The intensity level stays high, transitions hit the right notes, and laughs come just when they should.

Mark Cox and Mary Liz Meyer in Little Lake's Time Stand Still.

Photo courtesy of James Orr.

Mark Cox and Mary Liz Meyer in Little Lake's Time Stand Still.

Life does not go on, and will soon be joined by Newsweek, at least as far as dead-tree publication is concerned. Sorry, that's what stuck in my head while watching Little Lake Theatre's polished production of Donald Margulies' Time Stands Still. The 2009 drama's premise includes a weekly newsmagazine that's presumably still healthy — which the central character is not. Nor are her relationships.

The play begins two months after hot-shot war photographer Sarah is nearly killed by a roadside bomb. She arrives "home" in Brooklyn to confront her life (and the various meanings of it), her long-time boyfriend/colleague, her editor and a wild card. Time (the play, not that other magazine) tracks how Sarah mends physically, emotionally, psychologically and spiritually, with lots of existential discussion along the way. Recording wars, famines and genocides halfway around the world for a U.S. audience that otherwise would not know, or care, is: (a) heroic; (b) narcissistic; (c) a worthy vocation; or (d) a total downer.
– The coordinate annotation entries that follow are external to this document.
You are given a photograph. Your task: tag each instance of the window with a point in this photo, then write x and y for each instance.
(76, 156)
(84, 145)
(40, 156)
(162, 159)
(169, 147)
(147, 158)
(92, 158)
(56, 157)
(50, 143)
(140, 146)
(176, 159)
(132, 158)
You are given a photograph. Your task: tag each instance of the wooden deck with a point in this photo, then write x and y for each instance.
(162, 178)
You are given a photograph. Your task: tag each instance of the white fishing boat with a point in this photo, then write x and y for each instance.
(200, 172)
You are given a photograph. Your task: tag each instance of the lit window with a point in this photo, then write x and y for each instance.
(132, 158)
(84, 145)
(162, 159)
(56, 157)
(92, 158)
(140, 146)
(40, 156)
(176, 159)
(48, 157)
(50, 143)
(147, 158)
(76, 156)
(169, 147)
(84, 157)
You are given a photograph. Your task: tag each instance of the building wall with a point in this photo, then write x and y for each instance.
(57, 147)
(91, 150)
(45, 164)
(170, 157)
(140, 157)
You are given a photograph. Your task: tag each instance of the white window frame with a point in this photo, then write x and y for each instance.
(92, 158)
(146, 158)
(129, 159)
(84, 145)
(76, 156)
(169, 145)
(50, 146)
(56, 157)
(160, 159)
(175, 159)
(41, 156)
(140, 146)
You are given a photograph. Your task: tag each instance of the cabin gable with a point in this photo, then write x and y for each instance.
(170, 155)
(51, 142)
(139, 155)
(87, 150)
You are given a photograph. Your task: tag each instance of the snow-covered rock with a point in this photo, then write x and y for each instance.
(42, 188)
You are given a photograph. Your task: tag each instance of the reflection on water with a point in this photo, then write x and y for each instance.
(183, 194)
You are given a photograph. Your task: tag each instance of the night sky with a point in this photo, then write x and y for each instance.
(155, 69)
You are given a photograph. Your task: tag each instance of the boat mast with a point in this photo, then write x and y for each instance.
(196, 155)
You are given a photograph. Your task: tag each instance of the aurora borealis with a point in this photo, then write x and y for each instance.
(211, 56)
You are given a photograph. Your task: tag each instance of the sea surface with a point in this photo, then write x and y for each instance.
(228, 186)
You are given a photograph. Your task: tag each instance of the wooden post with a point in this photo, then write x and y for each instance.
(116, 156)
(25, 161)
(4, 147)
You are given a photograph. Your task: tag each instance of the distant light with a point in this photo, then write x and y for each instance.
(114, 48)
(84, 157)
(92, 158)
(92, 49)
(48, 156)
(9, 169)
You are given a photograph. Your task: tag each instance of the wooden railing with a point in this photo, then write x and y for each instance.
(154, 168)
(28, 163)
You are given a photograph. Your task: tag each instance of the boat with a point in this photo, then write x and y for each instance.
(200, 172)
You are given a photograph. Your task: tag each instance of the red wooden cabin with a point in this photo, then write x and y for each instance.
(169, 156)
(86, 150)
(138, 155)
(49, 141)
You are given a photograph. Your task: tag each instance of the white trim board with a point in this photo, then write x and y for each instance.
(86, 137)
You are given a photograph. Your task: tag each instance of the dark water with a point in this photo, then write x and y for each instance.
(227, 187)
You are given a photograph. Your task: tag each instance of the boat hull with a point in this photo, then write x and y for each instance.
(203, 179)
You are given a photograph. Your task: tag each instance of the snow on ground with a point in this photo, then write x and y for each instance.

Is it more valuable, or less important, than bearing and nurturing new life?

The four-person, single-set drama is a good fit for Little Lake and director Sunny Disney Fitchett. The intensity level stays high, transitions hit the right notes, and laughs come just when they should. The cast is solid, led by Mary Liz Meyer, whose eyes and facial bones quiver with Sarah's passions and rages. Opposite her, Mark Cox makes the perfect preppy James, a trust-fund-baby war correspondent whose long dance with horror and danger now leads him to an appreciation of normal life. Art DeConciliis is by turns funny and wistful as the editor contending with the banal realities of the magazine business, the egos of its contributors, and the delights of family. Laura Barletta matures well from the comic-relief girlfriend of the first act to the sensible grown-up of the second. 

The well-spoken dialogue opens minds as well as hearts. The title refers to the photographer's perspective when what fills her camera's view-finder fills her world. Time Stands Still provides lots of thought-fodder.